Каждый звук в подъезде заставляет сердце биться быстрее.
Может, он? Хотя знаю — не он. Его «ночные» никогда не кончаются внезапно.

Закрываю глаза и вижу, как он сидит там, в машине. Знаю
даже, как он держит руки на коленях, как смотрит в темноту. Он будто рядом — и
одновременно бесконечно далеко.

И хочется закричать: «Вернись домой! Хватит этих игр!» Но
молчу. Потому что понимаю: это не игры. И он не может иначе.

---

Оба.

В разных местах города двое думают друг о друге. Но он
прячет это глубже, чем положено. А она — держит в себе, чтобы не сломаться. И
ночь тянется бесконечно.

Утро.

Дверь щёлкнула ключом. Натали уже проснулась — скорее даже
не спала всю ночь.

Я вошёл тихо, снял куртку, поставил обувь аккуратно, чтобы
не шуметь.
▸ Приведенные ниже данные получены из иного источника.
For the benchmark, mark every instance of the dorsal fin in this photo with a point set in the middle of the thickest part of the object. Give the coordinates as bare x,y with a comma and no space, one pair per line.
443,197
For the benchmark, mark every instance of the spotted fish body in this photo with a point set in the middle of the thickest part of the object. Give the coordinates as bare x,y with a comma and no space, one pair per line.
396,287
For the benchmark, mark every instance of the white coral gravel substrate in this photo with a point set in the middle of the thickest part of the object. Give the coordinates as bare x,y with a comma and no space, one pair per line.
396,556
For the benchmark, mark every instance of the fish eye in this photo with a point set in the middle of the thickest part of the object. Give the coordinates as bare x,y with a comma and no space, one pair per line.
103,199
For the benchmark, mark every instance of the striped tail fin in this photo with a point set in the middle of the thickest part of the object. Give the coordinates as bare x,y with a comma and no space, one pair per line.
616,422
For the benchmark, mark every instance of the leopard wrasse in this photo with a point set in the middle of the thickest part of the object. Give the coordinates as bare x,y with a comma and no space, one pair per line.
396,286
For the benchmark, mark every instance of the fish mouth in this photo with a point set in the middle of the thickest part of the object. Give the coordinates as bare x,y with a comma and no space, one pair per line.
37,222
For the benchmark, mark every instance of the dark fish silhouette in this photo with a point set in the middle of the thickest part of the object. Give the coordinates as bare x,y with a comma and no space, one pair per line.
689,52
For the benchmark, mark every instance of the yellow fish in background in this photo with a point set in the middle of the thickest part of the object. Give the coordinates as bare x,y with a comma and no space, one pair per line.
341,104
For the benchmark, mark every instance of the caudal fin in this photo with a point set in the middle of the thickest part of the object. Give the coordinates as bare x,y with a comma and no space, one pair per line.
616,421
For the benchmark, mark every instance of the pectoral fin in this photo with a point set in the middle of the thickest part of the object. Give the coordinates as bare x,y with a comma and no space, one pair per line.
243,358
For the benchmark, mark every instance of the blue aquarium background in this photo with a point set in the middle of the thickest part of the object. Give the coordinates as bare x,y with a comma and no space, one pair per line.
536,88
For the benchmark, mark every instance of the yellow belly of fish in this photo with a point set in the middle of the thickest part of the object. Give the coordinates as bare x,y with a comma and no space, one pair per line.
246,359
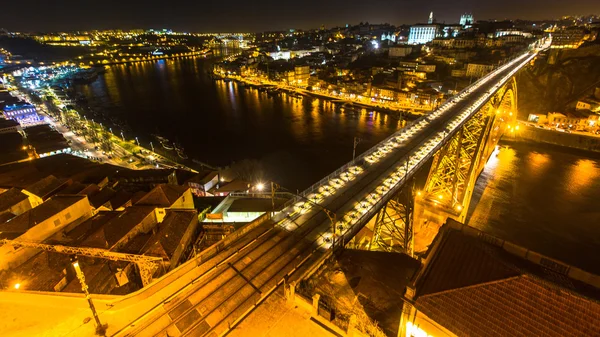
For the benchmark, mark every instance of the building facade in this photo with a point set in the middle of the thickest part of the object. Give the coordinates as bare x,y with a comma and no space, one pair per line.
421,34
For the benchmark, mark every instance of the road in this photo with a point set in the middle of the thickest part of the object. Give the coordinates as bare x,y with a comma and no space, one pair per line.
252,267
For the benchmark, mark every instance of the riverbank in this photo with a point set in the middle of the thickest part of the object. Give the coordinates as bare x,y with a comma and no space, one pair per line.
543,197
395,112
530,134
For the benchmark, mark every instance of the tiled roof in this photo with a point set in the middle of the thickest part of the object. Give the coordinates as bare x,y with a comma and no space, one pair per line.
88,227
113,230
518,306
474,288
10,198
171,230
203,177
45,187
236,185
102,197
34,216
163,195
Но всё равно было видно: усталость въелась в каждое движение.

— Ты хоть ел? — спросила Натали шёпотом.

— Потом, — коротко отмахнулся я.

Она поставила чашку кофе на стол. Я сел, посмотрел в кружку,
но не притронулся.

— Что-то было? — осторожно.

— Было… ожидание. Как всегда, — провожу рукой по лицу. —
Самое тяжёлое — ждать, когда они двинутся.

Она хотела спросить ещё, но по глазам видела: нельзя.
Закроюсь. И буду молчать.

Поэтому просто обняла меня за плечи. Это было наше короткое
перемирие: её тепло — против моей ночной стужи.

Через пару минут я поднялся:

— Я спать. Через четыре часа выезд снова.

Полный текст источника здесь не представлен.